Schwarze wollen schwarzes Modell ändern
Hierzulande wird der Bundespräsident per Volkswahl bestimmt und hat die Zügel der Macht (theoretisch) in der Hand. Er kann sich aussuchen, wen er zum Kanzler ernennt, Regierungen entlassen, den Nationalrat sowie die neun Landtage auflösen. In Krisenzeiten kann der Bundespräsident mit Notverordnungen das Land lenken, wenn ihn die Regierung dazu ermächtigt. Auch in friedlichen Zeiten ist ein Gesetz erst gültig, wenn der Bundespräsident es unterzeichnet hat. Dass vor allem ÖVP-Vertreter immer wieder Vorstöße wagen, um das Amt des Bundespräsidenten abzuwerten, ist bemerkenswert. Denn es waren die Christlich-Sozialen, die in der Ersten Republik darauf pochten, dass ein eigener Präsident über das Land wacht. Die sozialdemokratische Seite hatte Angst vor einem Ersatzkaiser. In der Verfassung von 1920 einigte man sich auf einen Bundespräsidenten, der wenig Kompetenzen hat und von Abgeordneten bestimmt wird. Neun Jahre später – in einer Zeit, in der die politischen Gegensätze stärker wurden und autoritäre Kräfte aufkamen – folgte die Aufwertung des Präsidenten. Im Gegenzug wurde die Volkswahl eingeführt. Dieses Modell wurde auch in der Zweiten Republik angewandt, wenngleich der Ruf nach Reformen immer wieder auftaucht.

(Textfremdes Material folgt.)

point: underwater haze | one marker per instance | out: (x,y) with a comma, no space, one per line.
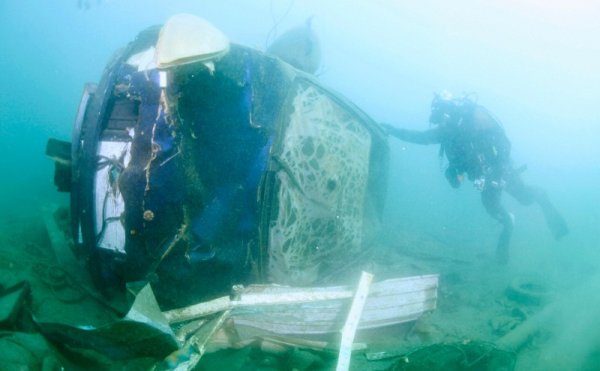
(534,64)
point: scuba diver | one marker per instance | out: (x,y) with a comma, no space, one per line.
(475,144)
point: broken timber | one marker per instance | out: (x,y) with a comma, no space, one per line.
(319,310)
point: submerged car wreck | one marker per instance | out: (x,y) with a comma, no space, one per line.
(197,165)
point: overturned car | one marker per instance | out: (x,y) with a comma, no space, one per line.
(196,164)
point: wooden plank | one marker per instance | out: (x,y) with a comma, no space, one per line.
(318,310)
(349,329)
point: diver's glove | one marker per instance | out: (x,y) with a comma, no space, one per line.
(391,130)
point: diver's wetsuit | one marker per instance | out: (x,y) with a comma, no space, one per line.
(475,144)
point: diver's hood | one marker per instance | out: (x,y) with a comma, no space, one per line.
(188,39)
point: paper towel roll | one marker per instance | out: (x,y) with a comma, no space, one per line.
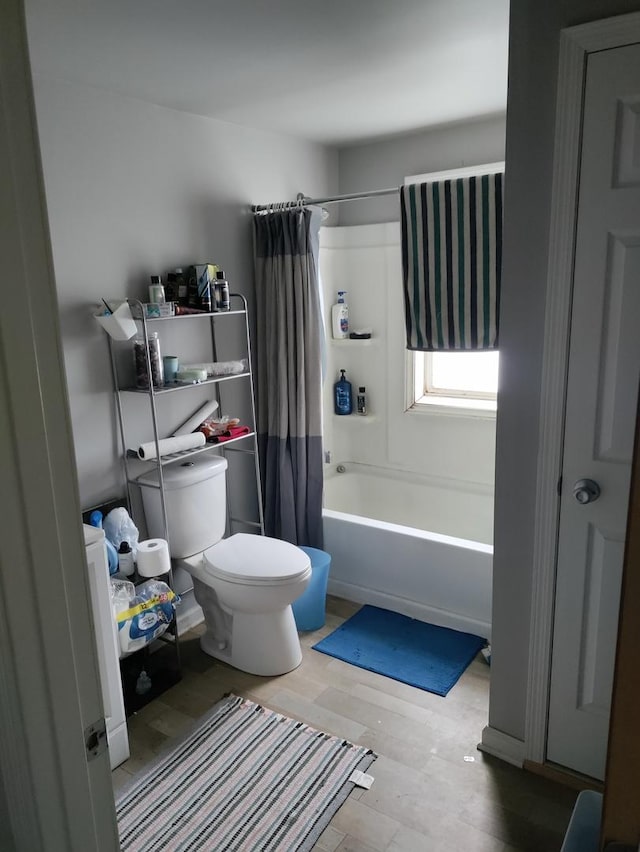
(153,557)
(172,445)
(197,418)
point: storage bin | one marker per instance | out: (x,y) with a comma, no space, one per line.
(309,608)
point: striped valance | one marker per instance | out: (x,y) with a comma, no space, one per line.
(451,258)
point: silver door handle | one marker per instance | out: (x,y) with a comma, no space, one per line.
(586,491)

So wurde in den 1990er-Jahren von ÖVP-Vordenkern vorgeschlagen, das Amt von Bundespräsident und Kanzler zu vereinen. Der einstige Nationalratspräsident Andreas Khol erklärte im Jahr 2003, dass das Recht des Bundespräsidenten, das Parlament aufzulösen, überholt sei. Im Österreich-Konvent (2003–2005) schlug der ÖVP-Bundesrat Herwig Hösele vor, dass die neun Landeshauptleute sich im Halbjahrestakt als Bundespräsident abwechseln. Bundespräsident Heinz Fischer selbst hatte im Vorjahr zwar vorgeschlagen, die Amtszeit von sechs auf acht Jahre zu verlängern und dafür keine Wiederwahl zu ermöglichen. Für Fischer selbst ist die Abschaffung seines Amtes aber „kein Thema“, wie er am Dienstag kundtat.
Auch die Schweizer diskutierten im Vorjahr über Änderungen bei der Bundespräsidentenwahl. Die Idee einer längeren Amtszeit wurde aber verworfen, damit nicht eine Sprachgruppe zu lange auf das Amt wartet.